Uitspraak
RECHTBANK DEN HAAG
[eiseres] , eiseres V-nummer: [V-nummer]
Procesverloop
Overwegingen
Conclusie
Beslissing
- verklaart het beroep ongegrond;
- wijst het verzoek om schadevergoeding af.
Rechtbank Den Haag
In deze zaak heeft de Rechtbank Den Haag op 21 juni 2024 uitspraak gedaan in een bestuursrechtelijke procedure betreffende de maatregel van bewaring van een Somalische eiseres. De staatssecretaris van Justitie en Veiligheid had op 10 juni 2024 de maatregel van bewaring opgelegd op grond van artikel 59a, eerste lid, van de Vreemdelingenwet 2000, omdat er een concreet aanknopingspunt was voor een overdracht aan Frankrijk en er een significant risico bestond dat de eiseres zich aan het toezicht zou onttrekken. De eiseres heeft tegen dit besluit beroep ingesteld, dat tevens als verzoek om schadevergoeding moet worden aangemerkt. Op 13 juni 2024 werd de maatregel van bewaring opgeheven, omdat de eiseres was overgedragen aan Frankrijk.
De rechtbank heeft op 17 juni 2024 de zaak behandeld.
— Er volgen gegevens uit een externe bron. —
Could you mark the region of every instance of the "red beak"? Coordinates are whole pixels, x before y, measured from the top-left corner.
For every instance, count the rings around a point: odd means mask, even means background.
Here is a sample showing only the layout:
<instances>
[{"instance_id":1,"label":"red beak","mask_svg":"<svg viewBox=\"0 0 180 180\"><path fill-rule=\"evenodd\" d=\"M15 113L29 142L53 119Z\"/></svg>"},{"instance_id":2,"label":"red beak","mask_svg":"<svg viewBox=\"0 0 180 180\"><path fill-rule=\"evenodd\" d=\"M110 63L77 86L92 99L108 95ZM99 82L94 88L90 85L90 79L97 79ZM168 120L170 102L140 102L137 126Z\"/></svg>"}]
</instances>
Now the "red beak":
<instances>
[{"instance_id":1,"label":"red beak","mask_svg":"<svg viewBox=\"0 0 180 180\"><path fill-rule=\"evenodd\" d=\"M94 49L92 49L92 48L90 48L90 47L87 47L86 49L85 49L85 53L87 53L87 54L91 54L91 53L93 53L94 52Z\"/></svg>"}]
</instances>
De eiseres, vertegenwoordigd door haar gemachtigde mr. V. Senczuk, stelde dat zij van Somalische nationaliteit is en dat de maatregel onrechtmatig was. De rechtbank beperkte de beoordeling tot de vraag of schadevergoeding moet worden toegekend, nu de bewaring was opgeheven. De rechtbank oordeelde dat de zware gronden voor de maatregel van bewaring feitelijk juist en voldoende gemotiveerd waren. De eiseres had geen geldig visum en had geen medewerking verleend aan de eerder geplande overdracht.
De rechtbank concludeerde dat de maatregel van bewaring niet onrechtmatig was en dat het beroep ongegrond was. Het verzoek om schadevergoeding werd afgewezen, en er was geen aanleiding voor een proceskostenveroordeling. De uitspraak werd gedaan door rechter mr. N.M. Spelt, in aanwezigheid van griffier R.A. Oelen, en werd openbaar gemaakt op 21 juni 2024.